Quipt Home Medical (QIPT) EVP exits in US$3.65-a-share buyout
Filing Impact
Filing Sentiment
Form Type
4
Rhea-AI Filing Summary
Quipt Home Medical Corp. executive Patrick Dennis Gamble has fully exited his equity position as part of the company’s cash acquisition. On March 16, 2026, he disposed of 60,057 Common Shares at US$3.65 per share in a disposition to the issuer under a plan of arrangement.
He also surrendered 15,000 stock options with a US$6.14 exercise price, which were cancelled for no consideration because the exercise price was at or above the US$3.65 cash deal value. Following these transactions, the filing shows he holds no remaining shares or options.
Positive
- None.
Negative
- None.
Insider Trade Summary
2 transactions reported
Mixed
2 txns
Insider
Gamble Patrick Dennis
Role
Exec. VP Operations
| Type | Security | Shares | Price | Value |
|---|---|---|---|---|
| Disposition | Stock Option (Right to Buy) | 15,000 | $0.00 | -- |
| Disposition | Common Shares | 60,057 | $3.65 | $219K |
Holdings After Transaction:
Stock Option (Right to Buy) — 0 shares (Direct);
Common Shares — 0 shares (Direct)
Footnotes (1)
- On March 16, 2026, 1567208 B.C. LTD, a company existing under the laws of British Columbia ("B.C. Purchaser"), and REM Aggregator, LLC, a Delaware limited liability company (individually, "REM Aggregator", and collectively with B.C. Purchaser ("Purchaser" or "Purchasers") acquired all of the issued and outstanding common shares (the "Shares") of Issuer under a plan of arrangement (the "Arrangement Agreement") pursuant to the Business Corporations Act (British Columbia) (the "BCBCA"). At the Effective Time (the "Effective Time") of the Arrangement Agreement each Share, other than any Shares held by shareholders who may properly exercised dissent rights under the BCBCA ("Dissenting Shareholders"), were deemed to be transferred to Purchaser in consideration for the right to receive a cash payment from the Purchaser in the amount equal to US$3.65, without interest. The Shares include restricted share units ("RSUs"), which RSUs outstanding immediately prior to the Effective Time (whether vested or unvested) were, without any further action by or on behalf of the holder of any such RSU, deemed to be transferred by such holder to Issuer in consideration for the right to receive a cash payment from Issuer in the amount equal to US$3.65, less any amounts Issuer is required to withhold for taxes, without interest. Each RSU is the economic equivalent of one Share. Pursuant to the terms of the Arrangement Agreement, immediately following the Effective Time, each option exercisable to acquire one or more Shares from the Issuer (an "Option"), outstanding immediately prior to the Effective Time (whether vested or unvested) were deemed to be unconditionally vested and exercisable and will, without any further action by or on behalf of a holder of the Option, deemed to be surrendered and transferred by such holder to the Issuer in consideration for the right to receive a cash payment from the Issuer in an amount equal to the excess, if any, of US$3.65 over the exercise price of such option, less any amounts the Issuer is required to withhold for taxes, without interest. Any option for which the exercise price is equal to or greater than US$3.65 will be cancelled for no consideration.
FAQ
What did Quipt Home Medical (QIPT) executive Patrick Dennis Gamble report in this Form 4?

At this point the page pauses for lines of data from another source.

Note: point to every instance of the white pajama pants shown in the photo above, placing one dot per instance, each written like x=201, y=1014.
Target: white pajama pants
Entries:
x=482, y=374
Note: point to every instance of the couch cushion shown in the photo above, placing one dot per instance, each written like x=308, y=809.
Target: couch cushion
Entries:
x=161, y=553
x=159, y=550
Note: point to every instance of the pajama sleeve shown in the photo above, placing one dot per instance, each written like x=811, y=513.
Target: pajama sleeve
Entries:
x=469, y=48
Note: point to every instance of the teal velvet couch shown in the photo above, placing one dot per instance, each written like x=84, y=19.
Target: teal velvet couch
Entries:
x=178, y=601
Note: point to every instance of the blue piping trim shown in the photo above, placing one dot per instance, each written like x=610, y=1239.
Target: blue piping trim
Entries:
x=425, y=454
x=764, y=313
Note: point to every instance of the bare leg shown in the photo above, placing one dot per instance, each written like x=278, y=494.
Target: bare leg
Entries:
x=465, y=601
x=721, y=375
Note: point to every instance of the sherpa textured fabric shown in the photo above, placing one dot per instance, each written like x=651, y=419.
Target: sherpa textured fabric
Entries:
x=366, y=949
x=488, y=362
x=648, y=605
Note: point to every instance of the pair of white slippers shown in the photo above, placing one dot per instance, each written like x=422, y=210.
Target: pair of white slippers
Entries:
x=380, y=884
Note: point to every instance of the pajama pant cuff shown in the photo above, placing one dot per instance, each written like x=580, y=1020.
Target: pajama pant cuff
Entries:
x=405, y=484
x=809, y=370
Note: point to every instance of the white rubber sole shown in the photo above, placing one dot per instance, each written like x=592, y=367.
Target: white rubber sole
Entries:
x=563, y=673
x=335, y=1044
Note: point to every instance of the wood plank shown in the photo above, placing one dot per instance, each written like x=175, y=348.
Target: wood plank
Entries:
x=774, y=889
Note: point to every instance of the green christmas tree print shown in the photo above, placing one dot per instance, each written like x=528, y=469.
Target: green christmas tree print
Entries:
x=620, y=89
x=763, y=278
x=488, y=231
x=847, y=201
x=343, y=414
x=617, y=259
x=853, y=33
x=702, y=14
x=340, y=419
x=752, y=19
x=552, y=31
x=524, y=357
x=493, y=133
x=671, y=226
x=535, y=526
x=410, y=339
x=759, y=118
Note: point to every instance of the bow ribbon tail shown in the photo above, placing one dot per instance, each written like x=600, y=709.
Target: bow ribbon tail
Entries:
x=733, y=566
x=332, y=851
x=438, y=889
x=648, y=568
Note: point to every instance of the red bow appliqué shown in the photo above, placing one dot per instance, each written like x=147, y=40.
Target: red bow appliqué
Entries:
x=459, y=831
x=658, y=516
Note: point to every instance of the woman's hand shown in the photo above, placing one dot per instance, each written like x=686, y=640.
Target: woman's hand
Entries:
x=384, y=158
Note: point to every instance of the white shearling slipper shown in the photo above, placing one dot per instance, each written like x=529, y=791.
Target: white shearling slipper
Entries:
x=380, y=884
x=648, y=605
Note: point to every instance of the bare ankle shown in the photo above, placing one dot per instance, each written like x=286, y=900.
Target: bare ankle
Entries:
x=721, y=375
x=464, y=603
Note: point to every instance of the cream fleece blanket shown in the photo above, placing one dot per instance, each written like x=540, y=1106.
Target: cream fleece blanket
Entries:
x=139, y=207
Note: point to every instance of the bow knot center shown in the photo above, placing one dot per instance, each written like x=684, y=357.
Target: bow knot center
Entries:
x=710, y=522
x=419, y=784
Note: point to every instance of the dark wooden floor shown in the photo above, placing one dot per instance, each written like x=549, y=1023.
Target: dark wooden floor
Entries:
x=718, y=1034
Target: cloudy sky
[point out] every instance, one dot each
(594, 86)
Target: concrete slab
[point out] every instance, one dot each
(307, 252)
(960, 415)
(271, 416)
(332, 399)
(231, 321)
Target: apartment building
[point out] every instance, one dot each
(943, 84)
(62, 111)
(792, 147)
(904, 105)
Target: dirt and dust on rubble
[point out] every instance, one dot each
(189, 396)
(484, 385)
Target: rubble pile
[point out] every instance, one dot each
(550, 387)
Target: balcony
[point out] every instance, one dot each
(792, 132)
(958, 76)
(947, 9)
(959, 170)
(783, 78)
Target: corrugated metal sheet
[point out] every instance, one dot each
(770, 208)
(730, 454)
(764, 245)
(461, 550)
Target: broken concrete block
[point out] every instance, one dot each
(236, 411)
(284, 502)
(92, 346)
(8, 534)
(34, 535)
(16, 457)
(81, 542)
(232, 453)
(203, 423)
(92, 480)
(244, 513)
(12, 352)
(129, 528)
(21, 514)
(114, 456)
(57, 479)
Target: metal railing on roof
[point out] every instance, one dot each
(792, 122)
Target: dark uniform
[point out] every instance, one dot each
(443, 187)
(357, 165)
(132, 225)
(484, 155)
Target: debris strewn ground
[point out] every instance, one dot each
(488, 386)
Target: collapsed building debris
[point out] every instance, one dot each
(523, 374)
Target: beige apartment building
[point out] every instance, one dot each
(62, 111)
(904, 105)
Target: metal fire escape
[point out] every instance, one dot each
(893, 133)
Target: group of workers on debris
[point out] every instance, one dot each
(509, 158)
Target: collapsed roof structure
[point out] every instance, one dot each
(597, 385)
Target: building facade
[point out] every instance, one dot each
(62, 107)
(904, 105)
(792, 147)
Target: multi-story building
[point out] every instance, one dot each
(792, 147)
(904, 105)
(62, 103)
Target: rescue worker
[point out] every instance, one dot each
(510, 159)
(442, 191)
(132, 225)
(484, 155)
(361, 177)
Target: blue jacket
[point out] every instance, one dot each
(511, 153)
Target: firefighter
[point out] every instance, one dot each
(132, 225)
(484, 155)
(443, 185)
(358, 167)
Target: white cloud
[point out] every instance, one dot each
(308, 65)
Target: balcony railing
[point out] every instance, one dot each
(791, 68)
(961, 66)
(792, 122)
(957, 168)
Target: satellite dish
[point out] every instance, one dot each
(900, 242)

Patrick Dennis Gamble reported disposing of all his Quipt Home Medical equity interests. The filing shows his common shares were cashed out at US$3.65 per share and his stock options were surrendered or cancelled in connection with a plan of arrangement.
What happened to Patrick Dennis Gamble’s Quipt Home Medical (QIPT) stock options?
He surrendered 15,000 stock options with a US$6.14 exercise price in a disposition to the issuer. Under the arrangement terms, options with exercise prices at or above US$3.65 were cancelled for no consideration, so these options did not generate any cash payment.